The only way you can strip a bear
down to skin is with dart and gas-

            (light),
            or bullet-
            hands
            and knife.

Shined shoes and bare feet
pooled in my pelt. I was family
room luxury—but not for me.

I tried to scrape myself off
the marble floor—tried to unbreak,
and remake, an entire body.

By the time I stood, my fur had turned
to felt. But I’m a girl—
I learned

            to tailor,
            to stitch,
            to cut and carve
            a covering.

Sometimes when I’m alone,
I remove my coat.

My glass eyes still reflect light—
but sometimes my fingers fumble
with the buttons made of bone.

Shagufta Mulla is the art editor of Peatsmoke Journal, a veterinarian-turned-content writer/editor for TIME Stamped, and an artist. Her poetry has appeared in or is forthcoming from Stoneboat, Crab Creek Review, Blood Orange Review, the speculative poetry anthology NOMBONO by Sundress Publications, and elsewhere. Shagufta lives in Oregon, but you can find her on Instagram @s.mulla.dvm.

Claw Machine by Timothy DeLizza

Today, at three months and three weeks old,

he musters all his focus,
and reaches out his pudgy, dinner-roll arms towards the target:
a pale-yellow tissue box with green deer and trees and squirrels and foxes on the side.

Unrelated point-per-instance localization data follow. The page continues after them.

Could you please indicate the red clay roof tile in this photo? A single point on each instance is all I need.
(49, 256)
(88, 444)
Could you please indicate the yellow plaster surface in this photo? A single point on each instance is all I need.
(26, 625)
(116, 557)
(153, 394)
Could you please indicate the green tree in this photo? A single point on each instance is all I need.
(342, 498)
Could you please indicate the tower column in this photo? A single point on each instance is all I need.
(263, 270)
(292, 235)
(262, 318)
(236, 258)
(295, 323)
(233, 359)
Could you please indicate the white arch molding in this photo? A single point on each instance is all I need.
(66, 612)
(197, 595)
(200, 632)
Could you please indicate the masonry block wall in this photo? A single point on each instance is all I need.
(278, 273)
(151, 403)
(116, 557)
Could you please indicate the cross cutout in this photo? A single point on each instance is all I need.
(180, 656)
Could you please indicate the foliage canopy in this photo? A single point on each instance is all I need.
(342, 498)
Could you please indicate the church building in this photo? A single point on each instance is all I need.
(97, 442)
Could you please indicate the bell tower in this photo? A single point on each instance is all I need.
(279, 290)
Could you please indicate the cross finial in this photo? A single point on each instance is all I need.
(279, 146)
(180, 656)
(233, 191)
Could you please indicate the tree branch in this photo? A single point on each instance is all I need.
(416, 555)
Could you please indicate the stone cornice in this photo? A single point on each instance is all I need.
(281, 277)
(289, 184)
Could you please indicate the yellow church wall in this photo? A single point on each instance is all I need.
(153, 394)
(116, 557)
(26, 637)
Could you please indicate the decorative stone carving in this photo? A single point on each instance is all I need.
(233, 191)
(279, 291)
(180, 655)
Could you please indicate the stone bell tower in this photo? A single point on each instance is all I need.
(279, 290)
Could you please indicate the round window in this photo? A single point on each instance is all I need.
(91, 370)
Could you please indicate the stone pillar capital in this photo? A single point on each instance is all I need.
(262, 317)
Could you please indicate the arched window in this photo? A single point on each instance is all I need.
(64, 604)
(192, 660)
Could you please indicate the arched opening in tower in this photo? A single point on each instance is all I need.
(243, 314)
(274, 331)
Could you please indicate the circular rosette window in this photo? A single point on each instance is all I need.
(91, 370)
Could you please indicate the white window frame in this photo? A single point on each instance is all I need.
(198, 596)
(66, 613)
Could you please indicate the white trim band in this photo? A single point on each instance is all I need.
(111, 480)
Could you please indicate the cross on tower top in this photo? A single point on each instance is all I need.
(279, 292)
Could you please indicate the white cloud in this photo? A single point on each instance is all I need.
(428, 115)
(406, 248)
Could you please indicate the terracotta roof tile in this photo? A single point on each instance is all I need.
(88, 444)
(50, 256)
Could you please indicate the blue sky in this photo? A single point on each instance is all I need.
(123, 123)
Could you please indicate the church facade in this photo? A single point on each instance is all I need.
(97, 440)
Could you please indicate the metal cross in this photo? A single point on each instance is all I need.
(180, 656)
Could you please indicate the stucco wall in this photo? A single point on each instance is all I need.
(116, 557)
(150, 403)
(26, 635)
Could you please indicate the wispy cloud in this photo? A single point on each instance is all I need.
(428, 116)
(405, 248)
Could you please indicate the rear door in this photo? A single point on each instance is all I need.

As he tries to pull out the prize, his brain’s joystick moves his limbs with the precision of a claw machine arm going frustratingly for stuffed toys.

Failure! The tissue is in his grasp, and then lost.
Failure! His arm jerks left, and he misses the tissue altogether.
Failure! The fingers fail to close.

And then, the hand, the eye, the brain all work together to create a successful grip, and with a tug there is the satisfying sound of paper rubbing against the box’s plastic dispenser opening. Another tug, and the tissue comes loose. His eyes go wide.

Success! He waves the white tissue around like a captured flag, and lets out a “Yap-yap-yap-yap-yap” that only abates when he plugs the tissue into his mouth in glorious victory.

Timothy DeLizza lives in Baltimore, MD. During daytime hours, he is an energy attorney for the U.S. government. His fiction has recently appeared in Noema, Southwest Review, and New South. His essays have recently appeared in Undark, Washington Square Review, Salon, and Earth Island Journal.